Values – and not just smarts and theory — help shape how you come down on uncertainty.
This struck a chord with me for two reasons.  It is about the difference between positive economics and normative economics -- the economics of description and the economics of prescription.  When I took freshman economics in college, at a time when inflation and nominal interest rates were unusually high (yes, I date myself), the difference was explained that positive economics says, "As long as X continues, interest rates will remain high."  Normative economics says, "We've got to get interest rates down."

We had a book on normative economics, applying economic analysis to public policy decisions. However, it tended to blur the distinction between positive and normative economics.  Policy decisions are typically made for political rather than economic reasons and yield an outcome different from the one that the free market would have made on its own.  But this is, properly speaking, mere description rather than prescription, a positive observation and nothing more.  The authors tended to treat such policy decisions and outcomes as inherently illegitimate without seriously justifying that underlying assumption.

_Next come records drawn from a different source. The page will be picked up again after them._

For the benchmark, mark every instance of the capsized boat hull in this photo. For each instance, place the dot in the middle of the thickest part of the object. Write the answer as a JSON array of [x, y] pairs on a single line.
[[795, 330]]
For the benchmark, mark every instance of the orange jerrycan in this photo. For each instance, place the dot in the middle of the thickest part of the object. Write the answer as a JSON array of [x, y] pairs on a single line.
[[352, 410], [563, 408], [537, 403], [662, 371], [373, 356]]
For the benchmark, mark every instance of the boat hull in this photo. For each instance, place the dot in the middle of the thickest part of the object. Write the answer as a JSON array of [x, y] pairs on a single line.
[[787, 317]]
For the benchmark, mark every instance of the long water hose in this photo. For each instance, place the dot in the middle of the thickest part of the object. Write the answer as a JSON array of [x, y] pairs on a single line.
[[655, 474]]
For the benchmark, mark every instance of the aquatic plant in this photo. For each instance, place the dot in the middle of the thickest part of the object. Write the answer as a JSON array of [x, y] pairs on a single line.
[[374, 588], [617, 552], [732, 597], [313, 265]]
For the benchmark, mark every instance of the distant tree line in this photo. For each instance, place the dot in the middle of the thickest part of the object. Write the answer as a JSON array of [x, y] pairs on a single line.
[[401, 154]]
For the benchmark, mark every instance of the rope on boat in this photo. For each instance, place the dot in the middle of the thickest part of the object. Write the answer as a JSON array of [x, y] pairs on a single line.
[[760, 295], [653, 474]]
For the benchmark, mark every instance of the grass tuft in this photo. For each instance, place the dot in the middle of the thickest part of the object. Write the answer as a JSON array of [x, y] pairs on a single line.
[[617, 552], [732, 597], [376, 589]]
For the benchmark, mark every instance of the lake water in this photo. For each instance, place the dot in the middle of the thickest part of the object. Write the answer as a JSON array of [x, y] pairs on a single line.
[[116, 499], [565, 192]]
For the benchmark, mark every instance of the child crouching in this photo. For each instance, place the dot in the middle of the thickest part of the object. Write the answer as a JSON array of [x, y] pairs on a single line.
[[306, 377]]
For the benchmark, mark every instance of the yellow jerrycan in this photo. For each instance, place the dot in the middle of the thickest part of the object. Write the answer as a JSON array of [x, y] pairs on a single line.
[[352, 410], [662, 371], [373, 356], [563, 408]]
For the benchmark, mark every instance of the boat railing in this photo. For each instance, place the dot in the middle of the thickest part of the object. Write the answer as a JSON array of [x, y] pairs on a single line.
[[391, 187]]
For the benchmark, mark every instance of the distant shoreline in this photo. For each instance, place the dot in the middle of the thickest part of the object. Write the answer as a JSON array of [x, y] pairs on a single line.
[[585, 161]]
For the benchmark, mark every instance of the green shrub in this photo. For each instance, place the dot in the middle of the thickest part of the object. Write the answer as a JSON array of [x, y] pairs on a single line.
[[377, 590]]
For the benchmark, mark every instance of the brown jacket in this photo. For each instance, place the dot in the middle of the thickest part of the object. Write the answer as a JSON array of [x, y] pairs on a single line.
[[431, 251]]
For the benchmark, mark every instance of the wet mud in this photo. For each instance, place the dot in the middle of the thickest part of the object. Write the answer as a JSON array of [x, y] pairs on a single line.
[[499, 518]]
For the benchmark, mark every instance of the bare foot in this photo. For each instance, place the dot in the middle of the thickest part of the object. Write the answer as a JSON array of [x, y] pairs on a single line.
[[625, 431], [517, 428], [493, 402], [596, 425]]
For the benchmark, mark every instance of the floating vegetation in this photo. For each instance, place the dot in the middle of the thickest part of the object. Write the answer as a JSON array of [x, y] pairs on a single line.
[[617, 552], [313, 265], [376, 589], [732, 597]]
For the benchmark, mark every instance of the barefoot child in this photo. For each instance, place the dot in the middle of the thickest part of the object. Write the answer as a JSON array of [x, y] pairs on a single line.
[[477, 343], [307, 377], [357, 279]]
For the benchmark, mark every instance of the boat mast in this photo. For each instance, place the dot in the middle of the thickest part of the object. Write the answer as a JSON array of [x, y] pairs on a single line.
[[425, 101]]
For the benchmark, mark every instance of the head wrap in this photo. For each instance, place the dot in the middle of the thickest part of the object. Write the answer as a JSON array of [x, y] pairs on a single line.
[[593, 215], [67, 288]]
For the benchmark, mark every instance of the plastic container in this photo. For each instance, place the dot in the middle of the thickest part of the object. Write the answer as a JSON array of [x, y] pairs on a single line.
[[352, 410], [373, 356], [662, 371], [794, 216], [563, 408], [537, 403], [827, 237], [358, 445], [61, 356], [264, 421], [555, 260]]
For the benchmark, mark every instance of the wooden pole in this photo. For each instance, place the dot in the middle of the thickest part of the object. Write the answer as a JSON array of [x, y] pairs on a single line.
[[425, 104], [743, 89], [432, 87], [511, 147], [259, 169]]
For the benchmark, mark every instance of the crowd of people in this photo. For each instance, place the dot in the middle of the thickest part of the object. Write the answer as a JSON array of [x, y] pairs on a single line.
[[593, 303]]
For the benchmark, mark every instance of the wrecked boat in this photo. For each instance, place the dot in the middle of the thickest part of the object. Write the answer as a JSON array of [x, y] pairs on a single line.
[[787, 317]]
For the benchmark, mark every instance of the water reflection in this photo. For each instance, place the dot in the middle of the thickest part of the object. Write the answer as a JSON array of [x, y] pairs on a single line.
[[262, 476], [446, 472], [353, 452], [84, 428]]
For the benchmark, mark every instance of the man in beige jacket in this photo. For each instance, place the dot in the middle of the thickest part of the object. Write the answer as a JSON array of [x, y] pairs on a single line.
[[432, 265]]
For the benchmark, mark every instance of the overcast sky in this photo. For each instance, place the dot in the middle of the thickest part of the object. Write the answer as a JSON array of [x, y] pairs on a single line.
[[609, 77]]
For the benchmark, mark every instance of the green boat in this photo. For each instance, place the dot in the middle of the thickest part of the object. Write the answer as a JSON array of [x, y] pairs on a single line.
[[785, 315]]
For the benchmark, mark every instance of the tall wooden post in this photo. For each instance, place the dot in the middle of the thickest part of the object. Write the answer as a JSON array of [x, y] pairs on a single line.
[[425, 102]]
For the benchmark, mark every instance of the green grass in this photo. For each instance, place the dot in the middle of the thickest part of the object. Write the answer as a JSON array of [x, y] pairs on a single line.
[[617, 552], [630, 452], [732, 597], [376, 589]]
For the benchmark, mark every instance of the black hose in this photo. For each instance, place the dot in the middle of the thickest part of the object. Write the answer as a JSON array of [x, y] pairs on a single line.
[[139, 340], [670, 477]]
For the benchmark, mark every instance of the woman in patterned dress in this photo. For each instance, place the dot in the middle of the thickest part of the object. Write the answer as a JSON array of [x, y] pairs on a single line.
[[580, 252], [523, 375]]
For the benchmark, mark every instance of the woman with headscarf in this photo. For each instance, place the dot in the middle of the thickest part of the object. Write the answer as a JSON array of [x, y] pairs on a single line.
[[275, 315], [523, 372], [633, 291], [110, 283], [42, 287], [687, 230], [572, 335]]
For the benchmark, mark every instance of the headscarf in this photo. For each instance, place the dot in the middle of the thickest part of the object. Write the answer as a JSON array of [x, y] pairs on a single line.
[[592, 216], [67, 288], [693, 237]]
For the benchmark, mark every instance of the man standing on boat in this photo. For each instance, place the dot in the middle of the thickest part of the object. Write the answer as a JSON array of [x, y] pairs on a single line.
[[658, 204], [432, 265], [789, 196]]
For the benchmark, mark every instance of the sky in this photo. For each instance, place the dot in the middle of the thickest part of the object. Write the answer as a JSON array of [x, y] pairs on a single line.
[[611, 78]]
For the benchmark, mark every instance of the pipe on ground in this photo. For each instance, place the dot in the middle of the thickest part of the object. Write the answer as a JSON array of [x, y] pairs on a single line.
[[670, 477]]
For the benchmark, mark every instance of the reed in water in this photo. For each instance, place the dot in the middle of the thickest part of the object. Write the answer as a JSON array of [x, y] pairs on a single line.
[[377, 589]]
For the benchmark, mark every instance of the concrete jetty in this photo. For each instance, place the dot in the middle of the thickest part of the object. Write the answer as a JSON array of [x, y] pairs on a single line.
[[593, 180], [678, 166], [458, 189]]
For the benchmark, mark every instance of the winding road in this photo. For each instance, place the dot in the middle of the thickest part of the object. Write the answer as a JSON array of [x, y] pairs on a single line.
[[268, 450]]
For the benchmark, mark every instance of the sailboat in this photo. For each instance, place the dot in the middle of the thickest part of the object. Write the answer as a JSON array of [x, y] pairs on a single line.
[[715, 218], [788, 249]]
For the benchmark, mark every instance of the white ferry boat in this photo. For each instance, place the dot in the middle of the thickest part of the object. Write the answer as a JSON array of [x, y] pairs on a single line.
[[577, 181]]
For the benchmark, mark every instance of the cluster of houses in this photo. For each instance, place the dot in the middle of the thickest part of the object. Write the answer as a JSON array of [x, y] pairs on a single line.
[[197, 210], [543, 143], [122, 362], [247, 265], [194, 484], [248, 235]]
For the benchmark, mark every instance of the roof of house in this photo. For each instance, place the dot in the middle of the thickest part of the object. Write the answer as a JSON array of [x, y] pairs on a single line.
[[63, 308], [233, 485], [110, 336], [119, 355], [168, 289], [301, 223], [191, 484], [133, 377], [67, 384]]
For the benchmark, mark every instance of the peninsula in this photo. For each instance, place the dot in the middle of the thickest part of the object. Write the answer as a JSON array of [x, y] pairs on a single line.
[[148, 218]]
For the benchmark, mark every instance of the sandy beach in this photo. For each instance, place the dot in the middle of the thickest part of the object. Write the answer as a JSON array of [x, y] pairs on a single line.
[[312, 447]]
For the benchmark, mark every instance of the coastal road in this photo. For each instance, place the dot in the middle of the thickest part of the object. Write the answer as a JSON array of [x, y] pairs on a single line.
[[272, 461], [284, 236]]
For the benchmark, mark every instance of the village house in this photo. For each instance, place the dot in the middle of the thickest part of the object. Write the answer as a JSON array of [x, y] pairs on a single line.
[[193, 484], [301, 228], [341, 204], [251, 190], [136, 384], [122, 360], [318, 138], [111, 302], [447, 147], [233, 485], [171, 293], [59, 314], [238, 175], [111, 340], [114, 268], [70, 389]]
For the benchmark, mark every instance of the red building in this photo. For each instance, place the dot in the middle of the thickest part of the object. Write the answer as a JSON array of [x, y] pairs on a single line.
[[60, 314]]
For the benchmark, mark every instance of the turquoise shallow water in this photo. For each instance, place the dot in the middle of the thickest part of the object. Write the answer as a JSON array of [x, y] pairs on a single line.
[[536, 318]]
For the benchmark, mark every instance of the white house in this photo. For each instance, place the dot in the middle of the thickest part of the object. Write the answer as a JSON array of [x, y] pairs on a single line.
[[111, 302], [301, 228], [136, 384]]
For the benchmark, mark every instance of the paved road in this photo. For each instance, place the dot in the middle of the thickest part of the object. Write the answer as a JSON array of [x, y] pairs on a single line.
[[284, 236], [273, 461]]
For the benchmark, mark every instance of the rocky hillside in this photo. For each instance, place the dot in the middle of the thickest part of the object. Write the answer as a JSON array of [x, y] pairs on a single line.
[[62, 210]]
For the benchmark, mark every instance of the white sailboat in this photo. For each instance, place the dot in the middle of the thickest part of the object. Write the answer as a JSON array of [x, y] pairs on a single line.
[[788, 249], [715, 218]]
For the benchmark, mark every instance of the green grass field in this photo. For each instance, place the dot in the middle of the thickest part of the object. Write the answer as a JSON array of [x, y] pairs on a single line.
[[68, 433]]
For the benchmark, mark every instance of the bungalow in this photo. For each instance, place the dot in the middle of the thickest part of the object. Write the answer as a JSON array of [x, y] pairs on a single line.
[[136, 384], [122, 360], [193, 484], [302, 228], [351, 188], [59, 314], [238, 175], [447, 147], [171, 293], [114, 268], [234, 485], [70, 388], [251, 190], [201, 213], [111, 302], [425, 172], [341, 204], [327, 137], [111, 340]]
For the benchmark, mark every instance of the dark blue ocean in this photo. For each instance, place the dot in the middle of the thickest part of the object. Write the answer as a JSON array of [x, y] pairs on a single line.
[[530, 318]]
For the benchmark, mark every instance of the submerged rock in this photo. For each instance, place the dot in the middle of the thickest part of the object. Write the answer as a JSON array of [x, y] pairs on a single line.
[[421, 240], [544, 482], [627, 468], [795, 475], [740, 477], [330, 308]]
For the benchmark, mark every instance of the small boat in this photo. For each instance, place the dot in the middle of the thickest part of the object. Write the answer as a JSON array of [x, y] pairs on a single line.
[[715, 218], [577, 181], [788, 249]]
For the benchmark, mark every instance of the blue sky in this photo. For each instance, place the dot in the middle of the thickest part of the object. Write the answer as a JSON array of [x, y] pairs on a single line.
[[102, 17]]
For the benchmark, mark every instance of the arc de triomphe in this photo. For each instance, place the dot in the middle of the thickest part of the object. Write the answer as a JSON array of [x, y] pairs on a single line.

The author here makes the opposite error.  He takes for granted the legitimacy of making decisions on a political basis.  But he seems strangely indifferent to the economic results of such decisions.  

Or, put differently, macroeconomists generally agree that when the economy hits the zero lower bound (i.e., when the economy remains below capacity even when the central bank cuts short-term interest rates to zero), austerity causes the economy to get worse, and that a shrinking economy raises the debt burden relative to GDP.  They also generally agree that raising interest rates under such circumstances worsens the recession.  These opinions are in the realm of positive, not normative, economics.  

It is possible to believe that deficits are so evil, or tight money so virtuous, that we should pursue fiscal and monetary tightening in a recession, regardless of the harm to the economy. That would be an instance of normative economics -- as is the assumption that we should always fight recessions rather than let them play themselves out.  A good discussion of normative economics should be grounded in a solid background of positive economics.  A proper debate on deficit reduction at the zero lower bound would take into account the general macro consensus that the economy would be hurt as a result and consider whether the value of deficit cutting outweighs the harm it will cause. Conflicting values and interests would play out, but with their eyes open to the probable outcomes of their actions.  

The error of the author is to ignore what economists are saying about probable outcomes and treat values and interests as the only important thing.